Neural Networks but in infinite dimensions!

In this blog post, we will dive deep into these so called infinite dimension extension of neural networks -- Neural Operators. We start with making precise some notions related to Neural Operators.

Discretization-Invariant Models

Generally, when we train NNs to solve partial differential equations (PDEs) we choose a fixed resolution of the discretization grid. This causes the training error to be less for that particular discretization and NNs do not generalize well to other resolutions producing a huge training error. If a NN is discretization-invariant then it makes sure that the underlying NN is independent of the chosen resolution of the grid and do not require re-training them when we want to change the resolution. For a model to be discretization-invariant, it need to satisfy the following conditions: - It should allow any point of the input domain for its evaluation. - It should allow any point of the output domain for its evaluation. - As we refine the chosen discretization, it should converge to continuum version of the operator.

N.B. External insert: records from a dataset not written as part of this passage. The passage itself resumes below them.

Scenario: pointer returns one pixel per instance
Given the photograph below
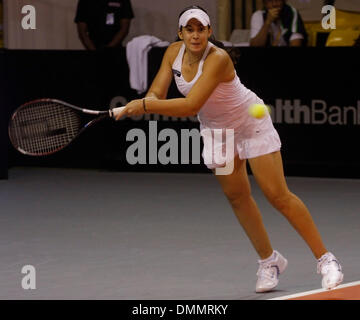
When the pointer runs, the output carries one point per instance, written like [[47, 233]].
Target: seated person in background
[[103, 23], [279, 24]]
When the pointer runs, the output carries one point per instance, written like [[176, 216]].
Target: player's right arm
[[161, 83]]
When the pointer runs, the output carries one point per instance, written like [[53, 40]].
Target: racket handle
[[114, 112]]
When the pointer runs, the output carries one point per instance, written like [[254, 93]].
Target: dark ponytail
[[231, 51]]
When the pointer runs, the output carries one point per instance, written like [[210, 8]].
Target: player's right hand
[[273, 14]]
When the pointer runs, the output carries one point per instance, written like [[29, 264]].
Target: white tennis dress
[[227, 108]]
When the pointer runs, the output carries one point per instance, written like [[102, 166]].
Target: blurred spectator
[[103, 23], [279, 24]]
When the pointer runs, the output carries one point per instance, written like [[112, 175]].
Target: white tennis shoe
[[329, 267], [269, 271]]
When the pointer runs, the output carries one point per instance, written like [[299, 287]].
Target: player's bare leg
[[269, 174]]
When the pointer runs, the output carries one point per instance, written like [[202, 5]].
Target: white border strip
[[302, 294]]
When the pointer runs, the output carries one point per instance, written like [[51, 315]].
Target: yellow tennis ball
[[259, 111]]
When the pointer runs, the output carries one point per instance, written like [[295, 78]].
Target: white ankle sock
[[271, 258]]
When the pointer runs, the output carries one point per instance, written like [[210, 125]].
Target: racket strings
[[44, 127]]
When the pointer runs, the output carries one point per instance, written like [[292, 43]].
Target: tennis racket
[[45, 126]]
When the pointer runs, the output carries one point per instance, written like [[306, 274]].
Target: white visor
[[194, 13]]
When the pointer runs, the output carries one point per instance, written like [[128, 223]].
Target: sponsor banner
[[311, 92]]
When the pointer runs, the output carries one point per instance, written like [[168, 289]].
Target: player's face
[[195, 35], [272, 4]]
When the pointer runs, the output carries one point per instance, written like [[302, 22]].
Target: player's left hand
[[133, 108]]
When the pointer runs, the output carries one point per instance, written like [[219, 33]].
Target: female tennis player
[[205, 75]]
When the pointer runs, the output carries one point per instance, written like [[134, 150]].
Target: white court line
[[301, 294]]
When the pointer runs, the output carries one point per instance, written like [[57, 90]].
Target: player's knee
[[281, 201], [236, 196]]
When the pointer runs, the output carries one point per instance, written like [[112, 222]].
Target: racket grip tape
[[114, 112]]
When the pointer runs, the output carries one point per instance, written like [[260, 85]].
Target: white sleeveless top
[[227, 106]]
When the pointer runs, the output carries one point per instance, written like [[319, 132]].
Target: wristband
[[144, 106]]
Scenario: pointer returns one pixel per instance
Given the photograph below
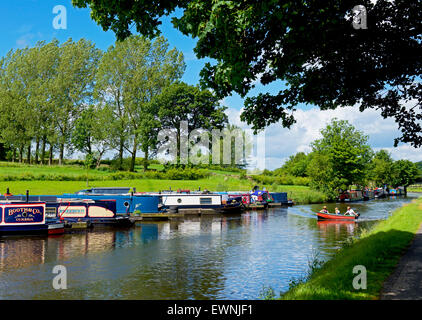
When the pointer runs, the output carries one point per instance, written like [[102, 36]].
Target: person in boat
[[350, 212], [324, 210]]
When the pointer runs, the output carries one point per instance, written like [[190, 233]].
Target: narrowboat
[[185, 199], [351, 196], [127, 200], [96, 212], [279, 198], [379, 193], [333, 216], [368, 195], [26, 218]]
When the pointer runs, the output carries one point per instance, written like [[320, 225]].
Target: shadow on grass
[[379, 253]]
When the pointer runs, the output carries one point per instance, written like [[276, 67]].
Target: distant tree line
[[342, 158], [57, 98]]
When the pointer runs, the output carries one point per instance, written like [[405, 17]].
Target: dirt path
[[406, 281]]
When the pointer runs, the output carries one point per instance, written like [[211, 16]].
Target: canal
[[229, 257]]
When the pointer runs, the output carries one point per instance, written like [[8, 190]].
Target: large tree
[[199, 109], [72, 86], [310, 46], [340, 158], [404, 173], [381, 168], [131, 74]]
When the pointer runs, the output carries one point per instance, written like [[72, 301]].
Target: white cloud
[[282, 142]]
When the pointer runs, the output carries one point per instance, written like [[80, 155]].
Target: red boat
[[332, 216]]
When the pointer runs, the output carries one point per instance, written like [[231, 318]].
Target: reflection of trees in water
[[20, 252], [16, 253]]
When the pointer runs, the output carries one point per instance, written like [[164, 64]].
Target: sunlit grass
[[378, 250]]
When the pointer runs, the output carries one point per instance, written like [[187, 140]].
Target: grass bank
[[300, 194], [379, 250], [42, 179]]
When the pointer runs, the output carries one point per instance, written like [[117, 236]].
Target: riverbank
[[53, 180], [379, 250], [300, 194]]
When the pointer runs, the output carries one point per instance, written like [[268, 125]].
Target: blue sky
[[24, 22]]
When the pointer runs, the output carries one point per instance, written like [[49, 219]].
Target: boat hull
[[23, 230], [330, 216]]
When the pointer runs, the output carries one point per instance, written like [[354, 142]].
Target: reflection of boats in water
[[335, 222], [337, 226], [332, 216]]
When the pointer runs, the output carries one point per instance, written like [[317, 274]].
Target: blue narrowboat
[[94, 212], [127, 201], [26, 218]]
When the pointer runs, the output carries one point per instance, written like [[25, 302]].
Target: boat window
[[205, 200]]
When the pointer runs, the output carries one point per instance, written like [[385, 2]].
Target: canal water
[[220, 257]]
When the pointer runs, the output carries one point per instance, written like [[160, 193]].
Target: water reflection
[[221, 257]]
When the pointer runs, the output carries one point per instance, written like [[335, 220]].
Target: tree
[[91, 134], [404, 173], [182, 102], [310, 46], [342, 154], [15, 123], [381, 168], [130, 75], [297, 164], [72, 87]]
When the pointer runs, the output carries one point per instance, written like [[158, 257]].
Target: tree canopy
[[341, 157], [310, 46]]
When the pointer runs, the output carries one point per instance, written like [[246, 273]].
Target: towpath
[[406, 281]]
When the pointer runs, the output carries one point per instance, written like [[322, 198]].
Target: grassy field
[[378, 250], [414, 189], [40, 179]]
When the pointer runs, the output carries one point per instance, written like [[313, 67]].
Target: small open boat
[[322, 216]]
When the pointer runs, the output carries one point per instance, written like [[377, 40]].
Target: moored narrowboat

Some popular architectures such as Graph Neural Networks ¹ and Transformer models ² are resolution invariant but they fail to satisfy the last property given above.

Neural Operator

The neural operator are multi-layers architectures where layers are themselves operators composed with non-linear activation functions. Hence the overall composition is an operator, and thus satisfies the discretization invariance property. Authors describes the key design choice for neural operators is the operator layers. These operator layers are linear operators with activation functions on top of them which closely resembles the classical neural networks setting. Moreover, neural operators also satisfies the universal approximation property which simply states that they can approximate any continuous function defined on a compact subset of Banach spaces upto any desired accuracy.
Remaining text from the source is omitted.